Jorge Lorenzo (©Getty Images)

GP dell’Argentina da dimenticare per le Ducati di Jorge Lorenzo e Andrea Dovizioso. Entrambi costretti al ritiro ai box prima del traguardo, con il maiorchino che cade a pochi secondi dalla partenza. La confusione delle retrovie ha attanagliato la GP17 di Lorenzo, un contatto con la Suzuki di Iannone e l’utopia del Mondiale sfuma via già dopo la seconda gara. “Sto vivendo un brutto momento della mia carriera”.

Jorge Lorenzo sta vivendo l’inizio di un incubo in veste di pilota Ducati. Solo 11° in Qatar, 0 punti in Argentina dopo essere partito 16° senza entrare nella Q1. Mai esordio peggiore in nove stagioni con la Yamaha. “Un vero peccato e una grande delusione. Ho fatto un’ottima partenza e avevo recuperato diverse posizioni, ma non sono stato in grado di evitare il contatto con Iannone e sono caduto”.

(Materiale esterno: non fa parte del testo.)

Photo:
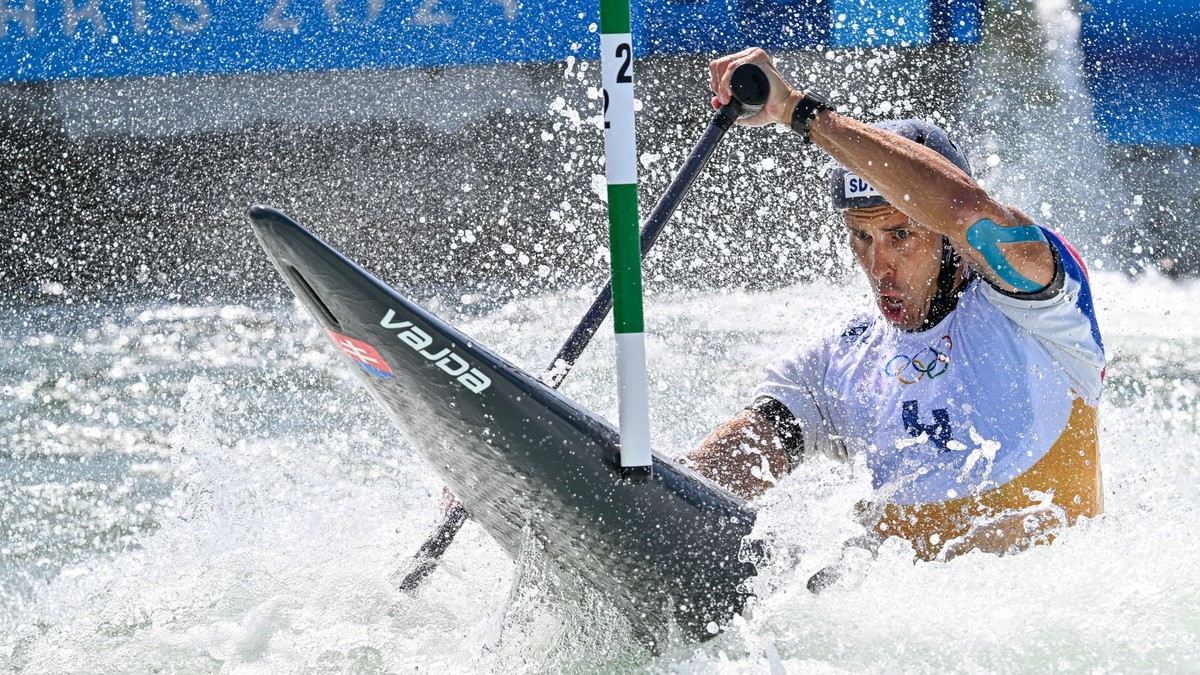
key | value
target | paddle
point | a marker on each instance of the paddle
(750, 90)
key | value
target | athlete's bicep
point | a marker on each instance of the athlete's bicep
(1009, 250)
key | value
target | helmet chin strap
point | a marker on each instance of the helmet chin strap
(947, 294)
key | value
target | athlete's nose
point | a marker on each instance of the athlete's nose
(882, 266)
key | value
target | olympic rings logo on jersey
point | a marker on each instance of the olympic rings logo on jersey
(930, 362)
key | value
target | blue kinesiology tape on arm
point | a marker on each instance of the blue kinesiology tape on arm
(987, 237)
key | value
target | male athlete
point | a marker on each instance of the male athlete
(973, 393)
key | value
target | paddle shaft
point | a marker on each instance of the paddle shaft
(582, 335)
(750, 91)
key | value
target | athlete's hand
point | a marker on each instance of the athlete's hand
(780, 101)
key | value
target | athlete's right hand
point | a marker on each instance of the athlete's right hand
(783, 96)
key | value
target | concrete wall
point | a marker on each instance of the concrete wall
(460, 175)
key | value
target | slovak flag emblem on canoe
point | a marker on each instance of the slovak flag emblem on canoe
(364, 354)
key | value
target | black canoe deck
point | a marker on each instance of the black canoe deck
(519, 453)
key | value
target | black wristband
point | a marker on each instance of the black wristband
(805, 111)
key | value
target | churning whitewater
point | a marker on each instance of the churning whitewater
(262, 523)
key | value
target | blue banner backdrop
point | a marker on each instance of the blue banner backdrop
(54, 40)
(1143, 67)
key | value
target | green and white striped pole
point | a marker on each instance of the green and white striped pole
(621, 156)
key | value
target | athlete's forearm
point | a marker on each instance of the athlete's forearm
(916, 179)
(742, 454)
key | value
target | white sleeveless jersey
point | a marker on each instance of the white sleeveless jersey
(958, 408)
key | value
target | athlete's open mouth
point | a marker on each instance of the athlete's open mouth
(892, 305)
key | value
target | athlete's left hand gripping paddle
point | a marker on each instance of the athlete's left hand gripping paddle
(750, 89)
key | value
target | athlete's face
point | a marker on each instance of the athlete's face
(901, 261)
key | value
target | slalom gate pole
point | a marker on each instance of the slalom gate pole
(750, 90)
(621, 169)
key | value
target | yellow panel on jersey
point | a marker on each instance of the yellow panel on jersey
(1071, 470)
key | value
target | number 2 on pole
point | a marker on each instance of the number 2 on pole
(625, 53)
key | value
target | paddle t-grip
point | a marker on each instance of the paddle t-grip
(750, 89)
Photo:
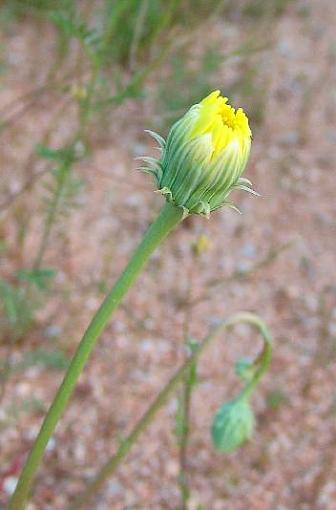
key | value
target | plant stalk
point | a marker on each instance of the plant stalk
(112, 464)
(167, 220)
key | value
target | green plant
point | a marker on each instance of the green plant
(211, 132)
(187, 370)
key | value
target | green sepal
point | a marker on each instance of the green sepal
(233, 425)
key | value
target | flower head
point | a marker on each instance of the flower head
(204, 156)
(233, 425)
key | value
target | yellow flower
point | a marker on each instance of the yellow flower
(204, 156)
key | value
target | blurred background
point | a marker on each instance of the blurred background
(79, 83)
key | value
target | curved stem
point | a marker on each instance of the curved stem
(111, 465)
(168, 218)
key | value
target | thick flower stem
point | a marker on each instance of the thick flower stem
(168, 218)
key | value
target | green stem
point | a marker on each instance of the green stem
(111, 465)
(168, 218)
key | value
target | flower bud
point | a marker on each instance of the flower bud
(204, 156)
(233, 424)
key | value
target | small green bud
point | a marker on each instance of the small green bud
(204, 156)
(233, 424)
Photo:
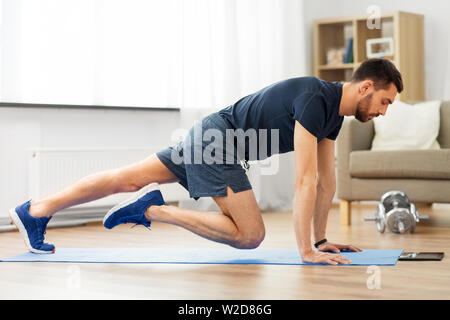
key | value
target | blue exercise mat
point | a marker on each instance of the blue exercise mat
(199, 256)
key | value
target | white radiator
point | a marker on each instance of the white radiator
(52, 170)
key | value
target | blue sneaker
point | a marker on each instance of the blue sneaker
(133, 209)
(31, 228)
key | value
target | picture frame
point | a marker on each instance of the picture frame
(380, 47)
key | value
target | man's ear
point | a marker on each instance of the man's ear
(365, 86)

L’unica nota positiva è essere uscito indenne dalla mischia dopo essere stato sfiorato da Loris Baz. “Sono stato fortunato che nessuno mi sia passato sopra”. Ma difficile negare una certa frustrazione dopo solo due tappe. Del resto era in preventivo un campionato tutto in salita quando si sale su una moto non ancora perfetta. “E’ sempre difficile accettare questi momenti così negativi. A volte si ottiene una striscia che non va bene, ma improvvisamente la luce può apparire in qualsiasi momento”.

Ma guai ad abbattersi con il morale. Le cadute indeboliscono i deboli, ma rafforzano i forti. Bisogna pensare già ad Austin, consapevoli di aver trovato finalmente la giusta posizione ergonomica. Dopo l’errore commesso nei test di Valencia ha innalzato l’altezza della sella. Per quanto possa essere fiaccante è il punto di inizio. “Spero di avere bel tempo negli Stati Uniti per confermare il miglioramento che abbiamo fatto. Dall’esterno è molto difficile vedere il lato positivo – ha concluso Jorge Lorenzo -, ma siamo molto positivi”.